Despite this, common demographic variables age (66%) and gender (51%) continue to be the main attributes that companies take into account when marketing to consumers, closely followed by education (48%). Physical ability is further down the list, cited by around one-third (35%) of respondents.
Virtually all marketers surveyed said that their digital content provides some type of accessibility feature. Visual accessibility features – such as enlargement, screen-reader compatibility, color adjustments, high contrast – are most prevalent, offered by two-thirds (66%) of respondents. Others provided by a majority include hearing (e.g. captioning, amplification, sign language translation – 56%), speaking (e.g. text-to-speech, speech recognition – 55%), and cognitive (e.g. easy-to-read format, dyslexia fonts – 53%). Each of these features is rated as very or somewhat effective by at least 7 in 10 marketers who are using them.
Marketers don’t appear to be too familiar with disability compliance laws, though, according to the report. Half believe there is no US law requiring federal government websites to be safe and accessible for people with disabilities, although such a law exists. Although fewer believe there isn’t a law prohibiting discrimination based on disability (of which there is one, The Americans with Disabilities Act), more than 4 in 10 are not aware of it. Finally, 83% of marketers believe that businesses that don’t adhere to Web Content Accessibility Guidelines (WCAG) can be fined, although there is no fine.
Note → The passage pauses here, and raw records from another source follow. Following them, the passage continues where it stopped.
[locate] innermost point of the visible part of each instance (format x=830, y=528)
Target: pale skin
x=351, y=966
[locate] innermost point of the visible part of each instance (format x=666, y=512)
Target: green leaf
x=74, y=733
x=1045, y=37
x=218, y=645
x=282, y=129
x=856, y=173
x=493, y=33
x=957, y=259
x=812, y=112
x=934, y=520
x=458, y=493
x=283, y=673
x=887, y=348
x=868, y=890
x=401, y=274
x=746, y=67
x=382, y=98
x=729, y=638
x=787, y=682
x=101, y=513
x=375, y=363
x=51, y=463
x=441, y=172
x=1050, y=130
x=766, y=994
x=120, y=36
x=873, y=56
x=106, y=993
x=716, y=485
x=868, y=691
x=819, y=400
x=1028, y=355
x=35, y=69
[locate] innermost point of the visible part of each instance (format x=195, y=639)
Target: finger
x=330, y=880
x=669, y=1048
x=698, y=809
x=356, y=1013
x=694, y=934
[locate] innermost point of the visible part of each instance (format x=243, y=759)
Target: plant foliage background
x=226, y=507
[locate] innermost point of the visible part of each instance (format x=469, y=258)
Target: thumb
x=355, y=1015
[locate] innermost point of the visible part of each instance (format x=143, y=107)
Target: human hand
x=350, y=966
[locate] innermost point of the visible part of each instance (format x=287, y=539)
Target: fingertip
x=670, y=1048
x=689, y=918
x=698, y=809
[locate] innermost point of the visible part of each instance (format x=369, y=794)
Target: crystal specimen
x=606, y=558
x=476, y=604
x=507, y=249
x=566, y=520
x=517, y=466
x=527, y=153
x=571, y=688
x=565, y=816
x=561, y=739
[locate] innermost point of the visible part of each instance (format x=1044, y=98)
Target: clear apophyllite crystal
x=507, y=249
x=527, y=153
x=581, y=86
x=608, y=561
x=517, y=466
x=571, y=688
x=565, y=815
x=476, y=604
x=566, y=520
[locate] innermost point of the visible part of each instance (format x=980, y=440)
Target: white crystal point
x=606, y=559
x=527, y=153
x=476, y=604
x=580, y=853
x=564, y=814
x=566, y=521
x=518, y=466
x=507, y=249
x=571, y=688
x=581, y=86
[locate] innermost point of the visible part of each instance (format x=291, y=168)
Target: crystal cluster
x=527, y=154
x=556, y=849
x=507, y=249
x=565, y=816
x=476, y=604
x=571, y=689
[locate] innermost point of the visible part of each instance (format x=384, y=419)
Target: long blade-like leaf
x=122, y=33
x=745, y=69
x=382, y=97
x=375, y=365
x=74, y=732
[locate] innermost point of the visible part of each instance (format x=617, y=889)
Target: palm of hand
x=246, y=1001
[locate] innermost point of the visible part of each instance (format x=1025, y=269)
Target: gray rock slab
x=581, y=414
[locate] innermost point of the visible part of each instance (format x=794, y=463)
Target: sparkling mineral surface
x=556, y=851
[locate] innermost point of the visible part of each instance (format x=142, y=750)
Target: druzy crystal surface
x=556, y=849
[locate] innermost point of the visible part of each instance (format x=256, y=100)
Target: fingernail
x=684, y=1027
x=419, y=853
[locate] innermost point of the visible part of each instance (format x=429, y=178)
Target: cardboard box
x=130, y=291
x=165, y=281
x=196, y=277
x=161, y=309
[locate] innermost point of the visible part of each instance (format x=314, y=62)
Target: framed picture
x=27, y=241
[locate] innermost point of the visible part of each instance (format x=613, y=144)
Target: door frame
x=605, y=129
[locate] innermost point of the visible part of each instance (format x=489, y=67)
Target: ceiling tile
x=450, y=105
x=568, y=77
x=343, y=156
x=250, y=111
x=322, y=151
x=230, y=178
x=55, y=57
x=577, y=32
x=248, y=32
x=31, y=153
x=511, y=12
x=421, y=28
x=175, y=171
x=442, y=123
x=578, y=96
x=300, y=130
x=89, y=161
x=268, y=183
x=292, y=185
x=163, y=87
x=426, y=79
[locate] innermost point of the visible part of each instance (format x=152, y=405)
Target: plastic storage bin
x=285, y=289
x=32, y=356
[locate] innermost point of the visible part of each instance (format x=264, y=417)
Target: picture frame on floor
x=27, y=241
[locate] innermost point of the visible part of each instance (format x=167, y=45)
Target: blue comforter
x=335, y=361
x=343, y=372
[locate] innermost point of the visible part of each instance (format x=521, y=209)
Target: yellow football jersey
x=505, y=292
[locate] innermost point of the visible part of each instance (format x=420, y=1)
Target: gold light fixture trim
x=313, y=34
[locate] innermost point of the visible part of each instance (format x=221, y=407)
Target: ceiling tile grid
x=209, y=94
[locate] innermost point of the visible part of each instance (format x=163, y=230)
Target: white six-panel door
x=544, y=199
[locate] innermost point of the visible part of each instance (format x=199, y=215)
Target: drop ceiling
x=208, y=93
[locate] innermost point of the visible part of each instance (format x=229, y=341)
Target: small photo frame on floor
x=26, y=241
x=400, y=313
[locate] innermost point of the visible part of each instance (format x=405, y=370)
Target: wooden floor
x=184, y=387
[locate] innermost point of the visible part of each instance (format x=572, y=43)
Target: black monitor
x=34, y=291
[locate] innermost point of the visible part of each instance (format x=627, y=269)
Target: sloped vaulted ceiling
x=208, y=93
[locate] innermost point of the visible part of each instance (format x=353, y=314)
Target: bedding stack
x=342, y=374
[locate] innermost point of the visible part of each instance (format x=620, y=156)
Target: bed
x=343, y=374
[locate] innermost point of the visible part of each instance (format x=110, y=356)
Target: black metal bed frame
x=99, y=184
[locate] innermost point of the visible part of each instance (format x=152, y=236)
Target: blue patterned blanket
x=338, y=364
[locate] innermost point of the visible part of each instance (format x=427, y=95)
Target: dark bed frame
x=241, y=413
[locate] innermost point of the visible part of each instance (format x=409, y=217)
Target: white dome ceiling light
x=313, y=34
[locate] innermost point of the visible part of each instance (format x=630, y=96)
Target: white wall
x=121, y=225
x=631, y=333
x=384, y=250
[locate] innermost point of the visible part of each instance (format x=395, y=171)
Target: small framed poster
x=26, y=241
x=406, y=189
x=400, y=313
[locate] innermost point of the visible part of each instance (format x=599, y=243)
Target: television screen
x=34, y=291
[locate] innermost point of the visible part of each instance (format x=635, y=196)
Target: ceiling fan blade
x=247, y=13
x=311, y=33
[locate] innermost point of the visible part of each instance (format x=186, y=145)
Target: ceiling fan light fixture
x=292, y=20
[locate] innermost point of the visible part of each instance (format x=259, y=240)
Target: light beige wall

Interestingly, compliance sits at the bottom of the perceived benefits of accessible digital marketing. Among those that provide accessibility features in digital marketing content, improved customer service is considered by most to be a top-3 benefit (53%), followed by improved customer loyalty or retention (44%). Fewer than 1 in 5 (18%) said that a top-3 benefit is minimized legal risk.
Marketers may want to pay more attention to legal risk, though: research released in 2019 found that the number of lawsuits pertaining to website accessibility in the US had more than doubled between 2015 (4,789) and 2018 (10,165).
- The biggest challenge marketers face with implementing accessible digital marketing is the cost, or obtaining funding.
- Respondents point to social media as the most difficult platform in which to provide accessibility.
- Education or accessibility training is the top option that would motivate companies to be more proactive in improving accessibility to digital marketing content.
- The Diversity & Inclusion team or council is most commonly cited as the primary driver of accessibility programs.
About the Data: The results are based on a July 2022 survey of 428 U.S. marketers. “Respondents were screened to work full-time in marketing, advertising, customer service, HR/finance, sales, or IT departments and have some level of involvement in marketing-related activities. A subset of 401 respondents indicated that their company currently offers accessibility features within their current digital marketing content.”